Historicising Heritage and Emotions examines how heritage is connected to and between people and places through emotion, both in the past and today. Discussion is focused on the overlapping categories of blood (families and bloodlines), stone (monuments and memorials) and land (landscape and places imbued with memories), with the contributing authors exploring the ways in which emotions invest heritage with affective power, and the transformative effects of this power in individual, community and cultural contexts.
The 13 chapters that make up the volume take examples from the premodern and modern eras, and from two connected geographical regions, the United Kingdom, and Australia and the Pacific.

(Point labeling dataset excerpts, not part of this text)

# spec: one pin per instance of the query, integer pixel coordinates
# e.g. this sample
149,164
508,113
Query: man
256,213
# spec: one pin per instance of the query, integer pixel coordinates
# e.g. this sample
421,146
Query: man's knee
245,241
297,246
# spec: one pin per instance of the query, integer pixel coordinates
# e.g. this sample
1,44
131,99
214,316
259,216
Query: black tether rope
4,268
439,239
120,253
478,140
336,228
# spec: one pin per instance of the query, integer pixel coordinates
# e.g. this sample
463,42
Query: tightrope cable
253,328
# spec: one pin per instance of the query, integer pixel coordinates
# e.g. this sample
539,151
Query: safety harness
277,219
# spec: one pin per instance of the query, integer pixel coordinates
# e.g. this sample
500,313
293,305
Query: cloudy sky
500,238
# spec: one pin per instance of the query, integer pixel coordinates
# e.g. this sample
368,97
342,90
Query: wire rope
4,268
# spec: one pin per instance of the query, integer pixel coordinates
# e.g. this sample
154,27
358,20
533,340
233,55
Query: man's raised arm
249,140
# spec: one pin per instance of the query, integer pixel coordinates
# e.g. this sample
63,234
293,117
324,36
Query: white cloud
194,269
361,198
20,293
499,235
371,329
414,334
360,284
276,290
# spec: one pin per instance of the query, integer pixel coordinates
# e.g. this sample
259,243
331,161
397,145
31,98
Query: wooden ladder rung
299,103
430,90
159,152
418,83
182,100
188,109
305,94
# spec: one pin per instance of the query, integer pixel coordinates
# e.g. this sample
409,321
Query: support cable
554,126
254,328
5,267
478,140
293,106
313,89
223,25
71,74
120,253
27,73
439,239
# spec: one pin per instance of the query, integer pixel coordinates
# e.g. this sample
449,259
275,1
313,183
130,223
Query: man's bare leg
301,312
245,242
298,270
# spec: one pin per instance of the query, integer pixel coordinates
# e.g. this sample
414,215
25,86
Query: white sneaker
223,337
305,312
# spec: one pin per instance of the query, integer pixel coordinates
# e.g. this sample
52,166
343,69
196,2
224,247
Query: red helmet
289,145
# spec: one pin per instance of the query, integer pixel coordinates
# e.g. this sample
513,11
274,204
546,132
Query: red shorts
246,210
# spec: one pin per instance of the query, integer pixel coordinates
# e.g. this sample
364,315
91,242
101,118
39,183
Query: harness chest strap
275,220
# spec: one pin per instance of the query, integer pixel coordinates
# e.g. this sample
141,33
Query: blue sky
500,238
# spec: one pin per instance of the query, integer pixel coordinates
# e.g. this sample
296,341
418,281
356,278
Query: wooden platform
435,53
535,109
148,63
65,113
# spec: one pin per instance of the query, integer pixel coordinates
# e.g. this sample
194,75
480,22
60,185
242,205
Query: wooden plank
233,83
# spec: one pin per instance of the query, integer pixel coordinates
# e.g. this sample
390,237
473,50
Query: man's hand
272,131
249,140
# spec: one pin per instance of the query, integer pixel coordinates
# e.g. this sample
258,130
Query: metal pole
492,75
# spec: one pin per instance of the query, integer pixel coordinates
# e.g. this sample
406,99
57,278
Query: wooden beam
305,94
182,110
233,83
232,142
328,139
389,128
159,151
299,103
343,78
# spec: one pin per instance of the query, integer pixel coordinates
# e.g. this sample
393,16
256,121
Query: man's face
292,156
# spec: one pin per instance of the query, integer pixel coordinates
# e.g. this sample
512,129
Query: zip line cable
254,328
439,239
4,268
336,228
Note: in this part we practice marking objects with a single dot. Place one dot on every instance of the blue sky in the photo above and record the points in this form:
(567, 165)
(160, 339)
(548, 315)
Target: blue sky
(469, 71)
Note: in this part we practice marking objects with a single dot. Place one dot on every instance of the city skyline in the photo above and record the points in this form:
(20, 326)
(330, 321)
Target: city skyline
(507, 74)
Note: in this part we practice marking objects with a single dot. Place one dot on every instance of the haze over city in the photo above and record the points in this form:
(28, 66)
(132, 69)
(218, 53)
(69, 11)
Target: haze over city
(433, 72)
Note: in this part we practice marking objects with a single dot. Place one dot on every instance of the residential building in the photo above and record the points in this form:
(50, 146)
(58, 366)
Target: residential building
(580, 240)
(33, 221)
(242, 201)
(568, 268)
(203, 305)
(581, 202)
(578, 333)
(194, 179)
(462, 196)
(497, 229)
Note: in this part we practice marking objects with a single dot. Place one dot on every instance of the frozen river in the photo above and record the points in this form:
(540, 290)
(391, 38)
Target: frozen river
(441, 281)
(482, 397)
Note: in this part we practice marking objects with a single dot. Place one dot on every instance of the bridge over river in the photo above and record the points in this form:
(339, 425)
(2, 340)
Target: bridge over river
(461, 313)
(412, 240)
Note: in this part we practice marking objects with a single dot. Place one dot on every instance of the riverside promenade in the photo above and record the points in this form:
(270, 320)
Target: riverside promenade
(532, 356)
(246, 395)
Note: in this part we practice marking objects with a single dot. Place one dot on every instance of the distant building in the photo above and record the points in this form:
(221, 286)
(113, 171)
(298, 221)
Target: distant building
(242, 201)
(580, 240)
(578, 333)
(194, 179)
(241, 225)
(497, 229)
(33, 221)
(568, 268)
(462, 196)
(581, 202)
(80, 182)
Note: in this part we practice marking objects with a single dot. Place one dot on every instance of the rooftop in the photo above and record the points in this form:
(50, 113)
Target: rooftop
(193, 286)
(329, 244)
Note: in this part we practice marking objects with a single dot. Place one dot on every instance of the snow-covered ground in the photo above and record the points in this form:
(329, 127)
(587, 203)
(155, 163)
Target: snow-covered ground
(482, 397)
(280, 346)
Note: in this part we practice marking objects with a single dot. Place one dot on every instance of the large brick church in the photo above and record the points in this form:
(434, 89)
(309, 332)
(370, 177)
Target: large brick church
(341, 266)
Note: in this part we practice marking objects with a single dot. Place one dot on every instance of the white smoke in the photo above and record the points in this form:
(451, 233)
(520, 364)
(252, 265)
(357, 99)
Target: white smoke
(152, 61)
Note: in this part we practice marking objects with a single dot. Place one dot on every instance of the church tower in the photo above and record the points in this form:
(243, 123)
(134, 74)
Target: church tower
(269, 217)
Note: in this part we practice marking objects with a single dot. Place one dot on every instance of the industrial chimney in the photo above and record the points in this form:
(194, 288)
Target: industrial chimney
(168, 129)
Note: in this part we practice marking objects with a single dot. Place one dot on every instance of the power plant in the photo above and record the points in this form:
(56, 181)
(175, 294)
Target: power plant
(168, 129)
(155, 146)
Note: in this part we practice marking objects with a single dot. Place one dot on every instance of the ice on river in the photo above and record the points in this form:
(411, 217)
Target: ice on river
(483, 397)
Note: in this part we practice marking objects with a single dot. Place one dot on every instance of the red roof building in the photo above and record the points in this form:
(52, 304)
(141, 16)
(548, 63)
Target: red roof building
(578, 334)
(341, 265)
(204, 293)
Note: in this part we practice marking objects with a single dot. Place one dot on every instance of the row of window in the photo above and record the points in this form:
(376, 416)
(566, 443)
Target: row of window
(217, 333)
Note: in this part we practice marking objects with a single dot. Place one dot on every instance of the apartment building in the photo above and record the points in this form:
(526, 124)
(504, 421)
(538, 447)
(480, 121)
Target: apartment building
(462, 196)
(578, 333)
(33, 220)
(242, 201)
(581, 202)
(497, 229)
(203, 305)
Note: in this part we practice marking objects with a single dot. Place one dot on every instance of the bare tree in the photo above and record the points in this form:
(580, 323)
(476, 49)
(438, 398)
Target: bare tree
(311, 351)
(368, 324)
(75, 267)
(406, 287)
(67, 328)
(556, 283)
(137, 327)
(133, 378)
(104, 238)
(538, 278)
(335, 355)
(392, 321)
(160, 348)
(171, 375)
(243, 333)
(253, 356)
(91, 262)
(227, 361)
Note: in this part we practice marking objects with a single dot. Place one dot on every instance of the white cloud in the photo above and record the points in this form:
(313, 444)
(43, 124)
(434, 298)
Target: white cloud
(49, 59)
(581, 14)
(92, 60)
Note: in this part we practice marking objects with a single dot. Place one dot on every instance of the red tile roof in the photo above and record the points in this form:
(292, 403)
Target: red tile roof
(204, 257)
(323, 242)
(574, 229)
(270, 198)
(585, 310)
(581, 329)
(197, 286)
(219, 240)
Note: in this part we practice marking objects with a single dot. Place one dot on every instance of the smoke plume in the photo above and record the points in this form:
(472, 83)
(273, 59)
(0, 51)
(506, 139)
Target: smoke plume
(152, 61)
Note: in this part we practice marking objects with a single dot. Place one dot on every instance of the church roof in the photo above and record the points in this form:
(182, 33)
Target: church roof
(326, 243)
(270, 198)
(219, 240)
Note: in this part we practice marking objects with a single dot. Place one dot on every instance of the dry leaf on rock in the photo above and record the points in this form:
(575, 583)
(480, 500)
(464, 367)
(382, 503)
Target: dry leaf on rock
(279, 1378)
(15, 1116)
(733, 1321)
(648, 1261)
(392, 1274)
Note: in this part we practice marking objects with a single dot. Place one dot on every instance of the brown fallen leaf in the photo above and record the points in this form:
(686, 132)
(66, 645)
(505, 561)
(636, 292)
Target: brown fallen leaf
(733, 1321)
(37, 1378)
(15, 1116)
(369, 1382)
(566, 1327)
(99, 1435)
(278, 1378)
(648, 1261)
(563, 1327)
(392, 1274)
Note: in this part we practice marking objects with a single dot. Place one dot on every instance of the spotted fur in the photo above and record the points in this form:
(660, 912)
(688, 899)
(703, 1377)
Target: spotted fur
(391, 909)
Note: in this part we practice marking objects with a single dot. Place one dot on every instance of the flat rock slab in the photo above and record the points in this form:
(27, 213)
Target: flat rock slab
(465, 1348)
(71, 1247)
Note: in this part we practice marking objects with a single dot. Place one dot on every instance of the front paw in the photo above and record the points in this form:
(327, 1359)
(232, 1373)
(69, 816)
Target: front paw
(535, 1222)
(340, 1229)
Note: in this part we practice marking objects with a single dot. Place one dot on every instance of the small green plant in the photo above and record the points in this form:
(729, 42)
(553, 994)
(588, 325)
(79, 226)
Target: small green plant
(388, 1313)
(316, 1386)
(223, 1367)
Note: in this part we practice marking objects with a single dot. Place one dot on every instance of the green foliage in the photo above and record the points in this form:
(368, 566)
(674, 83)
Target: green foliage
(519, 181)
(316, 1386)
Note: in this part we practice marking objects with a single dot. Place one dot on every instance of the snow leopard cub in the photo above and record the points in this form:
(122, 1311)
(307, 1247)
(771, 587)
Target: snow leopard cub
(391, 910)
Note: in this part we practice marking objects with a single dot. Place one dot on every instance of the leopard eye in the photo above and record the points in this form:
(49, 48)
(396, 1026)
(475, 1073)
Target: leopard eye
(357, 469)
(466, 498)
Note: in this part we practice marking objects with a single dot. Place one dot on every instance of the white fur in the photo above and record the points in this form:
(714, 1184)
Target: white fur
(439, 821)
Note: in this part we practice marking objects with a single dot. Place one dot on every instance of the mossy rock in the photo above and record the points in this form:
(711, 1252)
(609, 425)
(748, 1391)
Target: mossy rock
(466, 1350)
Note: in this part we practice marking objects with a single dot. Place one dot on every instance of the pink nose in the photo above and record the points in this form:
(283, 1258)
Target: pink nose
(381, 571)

Each chapter seeks to identify, historicise and contextualise the processes of heritage and the emotional regimes at play, locating the processes within longer historical and transnational genealogies and critically appraising them as part of broader cultural currents. Theoretically grounded in new approaches to the history of emotions and critical heritage studies, the analysis challenges the traditional scholarly focus on heritage in its modern forms, offering multifaceted premodern and modern case studies that demonstrate heritage and emotion to have complex and vibrant histories.
Offering transhistorical and multidisciplinary discussion around the ways in which we can talk about, discuss, categorise and theorise heritage and emotion in different historical contexts, Historicising Heritage and Emotions is a valuable resource for students and scholars interested in heritage, emotions and history.